Volker Turk, UN High Commissioner, says the victims are just that.
“People who are coerced into working in these scamming operations endure inhumane treatment while being forced to carry out crimes. They are victims. They are not criminals.”
Speaking to Reuters, Chhay Kim Khoeun, spokesman for the Cambodian police said he hadn’t seen the report but disputed the figures.
“I don’t know how to respond, where did they get the number from? Have they investigated? Where did they get the data? Foreigners are just saying things.”
Meanwhile, there was no response from the Burmese military junta.
According to the UN report, the crisis has worsened since the Covid-19 pandemic forced the closure of casinos, which led to people seeking work in less regulated sectors. The UN Human Rights Office says such scam operations are making billions of US dollars in revenue every year.

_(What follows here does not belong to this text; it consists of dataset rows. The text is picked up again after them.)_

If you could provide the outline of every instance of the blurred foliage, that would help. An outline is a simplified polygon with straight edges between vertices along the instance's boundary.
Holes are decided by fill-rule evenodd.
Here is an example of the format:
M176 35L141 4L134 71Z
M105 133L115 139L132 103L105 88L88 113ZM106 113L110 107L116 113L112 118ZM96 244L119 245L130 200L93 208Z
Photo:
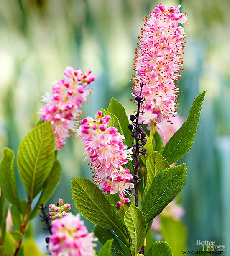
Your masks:
M39 117L41 97L50 92L67 66L90 68L96 78L84 116L107 109L112 96L128 114L137 37L145 15L160 1L150 0L8 0L0 6L0 145L17 150ZM183 162L188 244L194 237L229 236L230 3L228 0L165 0L182 4L189 15L179 114L186 117L196 96L207 90L198 132ZM91 174L79 140L67 140L59 154L62 180L50 202L72 203L70 178ZM224 153L220 157L220 154ZM20 185L19 184L19 187ZM63 192L64 191L64 194ZM21 191L22 198L25 196ZM75 207L72 204L73 209ZM87 223L88 222L87 222ZM35 222L38 240L42 233ZM89 226L92 229L92 226ZM38 232L39 231L39 232ZM40 232L40 233L39 233ZM45 243L43 236L40 243Z

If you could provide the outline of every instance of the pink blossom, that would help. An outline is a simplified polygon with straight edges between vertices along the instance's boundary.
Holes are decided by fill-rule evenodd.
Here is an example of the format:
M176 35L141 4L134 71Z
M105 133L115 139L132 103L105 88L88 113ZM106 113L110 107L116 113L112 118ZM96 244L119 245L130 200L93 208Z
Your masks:
M172 119L172 123L167 124L162 129L164 136L162 136L164 145L169 140L173 135L181 127L184 119L181 116L176 115Z
M48 247L51 255L93 256L97 239L89 233L80 215L70 213L52 222L52 233Z
M46 93L42 101L46 103L40 109L41 119L50 121L53 127L56 149L60 150L65 144L66 138L75 131L78 117L83 111L79 108L87 101L90 91L88 85L94 80L91 71L83 73L81 69L74 70L67 67L64 78L55 82L52 86L52 95Z
M81 121L76 136L82 137L85 153L89 158L94 171L94 182L105 193L118 193L123 198L134 187L130 182L133 179L130 170L122 167L128 159L132 160L132 151L124 144L124 137L117 128L109 127L110 119L108 115L102 117L102 112L99 111L95 119L88 116Z
M178 23L187 24L187 16L180 12L181 6L166 8L160 4L149 18L146 16L134 58L134 95L140 93L140 83L144 84L141 119L145 124L153 120L161 131L167 122L171 122L177 108L179 91L176 84L183 69L186 37Z

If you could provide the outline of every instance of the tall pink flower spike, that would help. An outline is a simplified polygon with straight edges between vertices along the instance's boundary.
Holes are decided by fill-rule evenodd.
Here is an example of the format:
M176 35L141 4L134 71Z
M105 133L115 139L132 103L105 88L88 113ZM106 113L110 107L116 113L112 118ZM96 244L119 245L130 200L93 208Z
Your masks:
M162 128L176 114L180 91L176 83L183 70L183 44L186 36L178 23L187 24L187 15L180 12L181 6L166 8L161 3L150 12L149 18L146 16L134 59L134 94L140 93L140 83L145 84L141 121L148 124L153 120L162 133Z
M56 149L60 151L65 144L66 139L75 131L78 117L83 111L79 109L83 101L87 101L91 91L88 85L94 80L91 71L85 73L79 68L67 67L64 79L54 83L52 95L46 93L42 101L43 105L38 112L41 119L51 121L54 134Z

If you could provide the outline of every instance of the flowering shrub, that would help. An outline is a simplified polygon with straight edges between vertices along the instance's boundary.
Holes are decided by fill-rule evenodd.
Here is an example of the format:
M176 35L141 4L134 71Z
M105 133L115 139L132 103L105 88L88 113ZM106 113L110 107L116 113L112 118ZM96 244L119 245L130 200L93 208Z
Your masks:
M52 235L49 240L48 250L51 255L68 256L93 256L96 239L89 233L80 215L70 213L62 219L52 222Z
M71 136L71 131L76 130L93 176L92 182L72 178L72 196L79 212L96 225L94 235L102 245L98 255L147 255L146 245L150 242L146 237L153 220L186 182L186 163L170 165L192 145L205 94L197 96L185 122L164 144L161 136L166 140L164 132L176 114L179 91L176 83L182 70L185 35L179 23L187 24L187 15L180 12L180 7L166 8L160 4L144 19L134 59L133 96L137 110L130 116L131 123L124 107L114 98L107 109L98 111L95 119L88 116L80 121L82 111L79 108L88 100L88 85L94 77L89 70L83 73L80 69L68 67L64 78L54 83L52 95L43 97L46 104L38 112L41 121L19 147L17 165L26 201L18 197L14 153L3 149L0 164L0 251L3 255L7 253L6 201L13 206L15 229L9 235L15 241L11 246L14 256L23 255L24 236L39 209L50 233L46 241L51 255L94 254L96 238L88 233L79 214L67 212L70 204L60 199L56 205L49 206L48 214L45 212L44 204L61 178L57 151ZM170 244L168 240L151 241L148 256L172 255L166 242Z

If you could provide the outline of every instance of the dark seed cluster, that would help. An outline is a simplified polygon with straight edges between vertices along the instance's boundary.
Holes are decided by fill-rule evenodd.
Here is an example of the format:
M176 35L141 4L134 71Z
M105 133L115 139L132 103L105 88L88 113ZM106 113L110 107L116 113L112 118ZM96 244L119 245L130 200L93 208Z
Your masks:
M133 157L135 160L135 163L133 166L135 170L135 175L133 176L133 180L135 183L135 192L134 196L135 197L135 206L138 207L138 186L140 179L139 178L138 171L140 167L139 163L139 159L145 154L146 154L147 150L143 147L147 142L147 139L146 138L146 133L143 131L143 128L141 125L143 124L142 122L140 122L139 118L140 114L142 113L141 107L144 101L143 97L141 96L142 88L144 84L140 83L141 90L140 94L136 96L135 100L138 103L137 111L135 114L131 115L130 119L132 122L132 124L129 124L128 129L131 131L132 136L135 139L135 142L133 143Z

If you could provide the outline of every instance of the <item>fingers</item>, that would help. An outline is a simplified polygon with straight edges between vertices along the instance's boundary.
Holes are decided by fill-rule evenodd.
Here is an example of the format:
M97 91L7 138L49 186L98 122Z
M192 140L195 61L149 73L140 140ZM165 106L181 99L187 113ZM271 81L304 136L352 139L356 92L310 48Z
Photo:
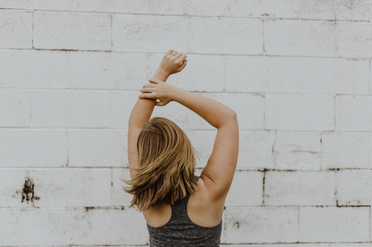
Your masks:
M177 55L174 56L174 58L176 59L177 61L179 61L179 59L181 56L182 56L182 53L181 53L181 52L178 52L178 53L177 54Z
M151 87L145 87L144 89L141 89L140 91L142 93L152 93L154 91L154 89Z
M181 71L184 69L184 68L186 67L186 66L187 65L187 59L185 59L184 60L184 62L182 63L182 64L181 64L181 66L179 66L179 68L178 68L178 71Z
M142 87L155 87L155 85L154 84L154 83L149 83L145 85L143 85Z
M152 99L156 99L156 97L154 96L153 94L151 93L142 93L142 94L140 94L138 96L138 98L152 98Z
M164 106L165 105L164 105L164 103L163 103L162 101L156 101L156 106Z
M154 83L155 83L155 84L158 84L158 83L161 83L161 82L164 82L161 81L160 80L158 80L158 79L154 79L154 78L149 79L149 82L154 82Z
M179 53L179 54L180 54L180 53ZM181 53L181 54L182 54L182 53ZM179 58L177 59L177 63L183 61L184 60L185 60L185 59L186 57L187 57L187 56L186 54L183 54L183 55L180 56Z
M173 52L173 50L172 49L170 49L167 51L167 52L165 52L165 55L168 56L170 54L170 52Z

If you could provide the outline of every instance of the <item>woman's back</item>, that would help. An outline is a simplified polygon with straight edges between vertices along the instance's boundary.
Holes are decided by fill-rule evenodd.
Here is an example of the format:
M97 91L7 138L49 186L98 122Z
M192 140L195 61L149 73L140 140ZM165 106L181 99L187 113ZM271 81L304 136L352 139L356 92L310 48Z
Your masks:
M134 195L131 206L143 212L150 246L218 246L225 201L237 162L237 114L218 101L165 83L186 66L186 56L172 52L167 52L154 78L141 89L132 110L128 132L131 180L126 181L132 187L125 190ZM197 182L194 148L184 132L169 119L149 121L154 105L170 101L217 129L212 153Z
M199 179L199 177L195 176L197 181L202 181ZM200 183L199 187L202 185L202 183ZM202 218L198 218L201 209L207 210L209 207L213 211L214 209L210 207L215 207L214 205L202 204L204 202L200 200L202 195L198 193L200 191L195 190L192 195L188 193L184 198L172 206L162 204L156 208L144 211L150 236L150 246L219 246L222 215L218 217L216 214L211 214L211 217L209 216L208 218L208 216L204 214ZM214 224L216 219L219 219L219 223Z

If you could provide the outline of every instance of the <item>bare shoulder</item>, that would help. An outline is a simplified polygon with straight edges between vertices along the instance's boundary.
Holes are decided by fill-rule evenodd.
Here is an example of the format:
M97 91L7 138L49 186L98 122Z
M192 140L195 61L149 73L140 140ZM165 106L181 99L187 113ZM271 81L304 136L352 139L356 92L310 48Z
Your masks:
M190 195L187 205L188 218L195 224L204 227L218 225L223 213L224 202L213 200L201 177L196 186L198 190Z

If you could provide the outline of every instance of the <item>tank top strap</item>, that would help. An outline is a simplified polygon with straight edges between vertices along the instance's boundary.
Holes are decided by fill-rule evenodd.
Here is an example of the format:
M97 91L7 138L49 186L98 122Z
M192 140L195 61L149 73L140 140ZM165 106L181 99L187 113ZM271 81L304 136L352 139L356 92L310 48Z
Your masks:
M194 176L195 179L196 181L200 178L200 177L198 176ZM175 216L184 216L184 217L188 217L187 214L187 203L188 202L188 199L190 198L190 194L186 193L186 195L182 198L180 199L178 202L174 203L173 205L171 205L172 207L172 218L173 218Z

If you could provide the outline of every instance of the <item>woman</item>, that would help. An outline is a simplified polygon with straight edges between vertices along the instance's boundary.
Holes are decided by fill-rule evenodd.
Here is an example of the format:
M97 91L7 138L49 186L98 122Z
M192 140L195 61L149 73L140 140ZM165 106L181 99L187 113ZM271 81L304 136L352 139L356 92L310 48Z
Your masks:
M235 112L211 98L165 83L186 66L186 56L168 50L134 106L128 134L131 207L147 223L150 246L219 246L222 214L237 165L239 126ZM157 102L156 100L159 101ZM177 101L217 128L213 151L200 177L195 153L171 121L150 119L155 105ZM124 181L124 180L123 180Z

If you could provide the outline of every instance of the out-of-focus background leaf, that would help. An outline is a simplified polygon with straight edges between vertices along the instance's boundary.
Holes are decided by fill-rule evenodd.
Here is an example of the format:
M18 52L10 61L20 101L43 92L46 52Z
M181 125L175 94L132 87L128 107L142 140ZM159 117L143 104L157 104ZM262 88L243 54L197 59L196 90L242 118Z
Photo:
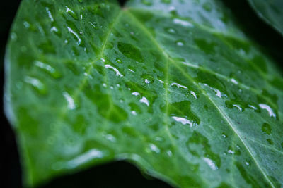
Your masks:
M1 94L3 94L2 88L4 82L4 52L9 28L20 1L19 0L5 1L5 3L3 3L1 6L0 63ZM282 36L259 19L257 15L253 12L252 8L246 0L223 1L228 7L233 10L233 13L238 18L238 22L243 25L243 30L259 44L268 46L270 49L269 53L271 56L277 59L277 62L282 63L283 60L282 54L281 54L283 50L283 39ZM282 67L282 65L279 65ZM1 105L3 106L2 100L1 101ZM3 151L4 154L1 155L0 169L3 170L5 173L5 176L2 177L4 184L6 185L4 187L21 187L21 173L14 134L4 116L3 112L1 115L1 125L0 132L2 134L1 137L2 139L1 143L4 148ZM123 175L121 175L121 168L125 170L124 176ZM110 172L112 172L112 175L111 174L110 175ZM133 177L131 175L134 175L134 177ZM110 183L110 182L112 182L112 184L108 184L108 187L112 187L113 184L117 185L117 184L123 187L128 187L134 184L146 185L150 187L154 187L154 182L153 183L152 181L147 182L148 180L143 177L136 168L127 163L119 162L98 166L73 175L58 178L46 185L46 187L79 187L79 184L76 184L76 182L80 182L79 180L82 180L81 178L88 185L93 185L91 183L96 183L96 185L98 185L98 187L100 187L102 185L107 187L107 183ZM106 178L108 181L103 181L105 180L103 178ZM127 181L130 182L127 184ZM157 184L155 184L154 187L156 187L156 184L168 186L159 181L156 180L156 182ZM125 183L124 185L123 182ZM127 184L128 187L127 187Z
M283 1L248 0L258 16L283 35Z

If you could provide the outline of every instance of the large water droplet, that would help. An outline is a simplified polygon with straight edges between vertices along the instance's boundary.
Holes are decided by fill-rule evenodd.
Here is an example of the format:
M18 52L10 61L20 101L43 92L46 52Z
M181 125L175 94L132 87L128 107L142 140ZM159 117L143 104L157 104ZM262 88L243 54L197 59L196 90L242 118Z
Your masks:
M149 74L142 75L142 77L144 79L144 82L146 84L152 83L154 81L154 77Z
M71 10L70 8L69 8L67 6L65 6L65 7L66 7L66 13L69 13L71 17L73 17L74 19L78 20L79 18L75 12L74 12L74 11Z
M265 109L267 111L268 114L270 115L270 117L273 117L276 118L276 114L273 112L272 109L268 105L265 104L260 104L260 107L262 109Z
M142 0L142 3L146 6L152 5L152 2L150 0Z
M37 78L26 76L24 81L30 84L35 90L37 90L41 94L45 94L47 93L47 89L45 84L44 84L40 80Z
M68 108L70 110L76 108L76 105L74 99L71 96L71 95L68 92L64 92L63 96L68 104Z
M54 78L59 78L62 77L61 73L51 65L44 63L41 61L35 61L35 65L52 75Z
M120 76L120 77L122 77L122 76L123 76L123 75L119 72L119 70L118 70L117 68L115 68L115 67L112 67L112 66L111 66L111 65L105 65L104 67L106 68L110 68L110 69L114 70L114 71L116 73L116 76Z

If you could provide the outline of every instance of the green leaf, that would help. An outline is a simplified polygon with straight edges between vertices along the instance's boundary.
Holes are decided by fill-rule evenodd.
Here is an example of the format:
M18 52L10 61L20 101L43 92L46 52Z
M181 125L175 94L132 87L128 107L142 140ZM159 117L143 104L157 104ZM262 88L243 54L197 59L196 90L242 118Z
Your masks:
M283 1L281 0L248 0L258 15L283 35Z
M23 0L6 111L37 185L127 160L180 187L283 185L283 79L219 1Z

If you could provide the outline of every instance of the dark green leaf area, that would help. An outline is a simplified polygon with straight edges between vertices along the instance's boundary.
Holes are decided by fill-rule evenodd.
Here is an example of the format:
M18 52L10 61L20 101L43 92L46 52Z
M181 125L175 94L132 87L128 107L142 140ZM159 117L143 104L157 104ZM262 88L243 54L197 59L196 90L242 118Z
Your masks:
M283 78L219 1L24 0L6 54L25 183L115 160L178 187L283 183Z

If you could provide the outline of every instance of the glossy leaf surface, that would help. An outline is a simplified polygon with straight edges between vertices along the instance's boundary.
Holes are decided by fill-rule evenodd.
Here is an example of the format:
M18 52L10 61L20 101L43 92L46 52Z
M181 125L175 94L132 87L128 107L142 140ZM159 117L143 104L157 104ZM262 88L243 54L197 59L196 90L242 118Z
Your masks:
M6 110L28 184L112 160L180 187L283 184L283 80L219 1L23 0Z
M283 1L248 0L258 15L283 35Z

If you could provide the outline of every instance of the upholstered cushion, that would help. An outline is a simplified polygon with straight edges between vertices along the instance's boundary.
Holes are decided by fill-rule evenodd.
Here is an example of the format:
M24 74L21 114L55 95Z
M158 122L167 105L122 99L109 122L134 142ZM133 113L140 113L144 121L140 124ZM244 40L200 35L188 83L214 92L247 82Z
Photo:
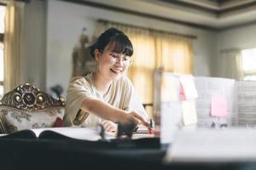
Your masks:
M26 111L9 107L0 107L0 116L5 133L12 133L29 128L54 127L57 117L64 116L64 107L51 107L37 111Z

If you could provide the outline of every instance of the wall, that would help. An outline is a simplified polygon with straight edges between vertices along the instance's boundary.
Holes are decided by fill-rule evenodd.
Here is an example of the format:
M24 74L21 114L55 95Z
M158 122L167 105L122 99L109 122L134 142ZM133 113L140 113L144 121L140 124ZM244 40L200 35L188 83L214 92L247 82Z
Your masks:
M25 6L24 81L46 88L46 2Z
M218 51L256 48L256 24L244 26L218 34Z
M39 2L44 3L43 1ZM30 3L32 3L30 5L36 6L33 4L34 1L31 1ZM42 8L42 7L36 8L38 9ZM30 13L33 12L38 13L34 9L30 11ZM33 41L30 41L28 42L31 51L27 52L26 57L28 60L33 61L34 65L32 66L38 69L37 72L27 71L28 78L40 83L42 87L45 86L48 92L49 92L50 87L56 84L61 84L64 87L64 91L67 91L73 69L73 49L78 42L83 27L87 28L86 34L91 38L96 29L96 25L98 19L195 35L197 39L193 41L195 51L194 74L195 76L212 75L212 62L217 54L217 34L215 32L55 0L48 1L45 13L47 15L46 54L44 53L44 44L38 45L33 43ZM38 17L44 19L42 14L44 12L39 14ZM30 14L27 17L33 18L32 15ZM32 25L32 23L34 22L31 22L28 26L32 30L31 31L32 33L27 35L28 39L36 38L38 42L39 37L44 36L44 29L41 29L42 34L38 35L40 32L40 28L36 26L38 30L34 30L35 24ZM44 26L42 27L44 28ZM41 43L43 42L41 42ZM42 48L38 50L37 48L39 46ZM37 57L33 58L38 53ZM44 62L46 63L44 64Z

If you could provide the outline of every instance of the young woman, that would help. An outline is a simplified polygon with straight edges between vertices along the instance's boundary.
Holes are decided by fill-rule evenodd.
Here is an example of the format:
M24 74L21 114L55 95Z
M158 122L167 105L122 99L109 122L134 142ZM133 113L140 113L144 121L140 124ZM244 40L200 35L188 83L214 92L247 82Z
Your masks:
M90 48L96 71L73 78L69 83L66 126L102 123L107 131L116 131L117 122L148 126L148 115L125 76L132 54L132 44L122 31L110 28L99 37Z

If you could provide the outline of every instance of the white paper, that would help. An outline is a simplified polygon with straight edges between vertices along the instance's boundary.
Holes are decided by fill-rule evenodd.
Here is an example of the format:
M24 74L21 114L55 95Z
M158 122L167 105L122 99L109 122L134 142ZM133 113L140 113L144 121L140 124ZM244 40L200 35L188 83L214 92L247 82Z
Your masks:
M179 131L167 150L165 162L256 161L256 129Z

“Faced with new operational realities, criminal actors increasingly targeted migrants in vulnerable situations, for recruitment into criminal operations, under the pretence of offering them real jobs.”
According to the report, most victims are from Southeast Asian countries, with others from China, Taiwan, and Hong Kong, and some as far afield as Africa and Latin America.
The UN is urging Southeast Asian governments to enact more stringent laws targeting such criminal operations and the corruption that enables them.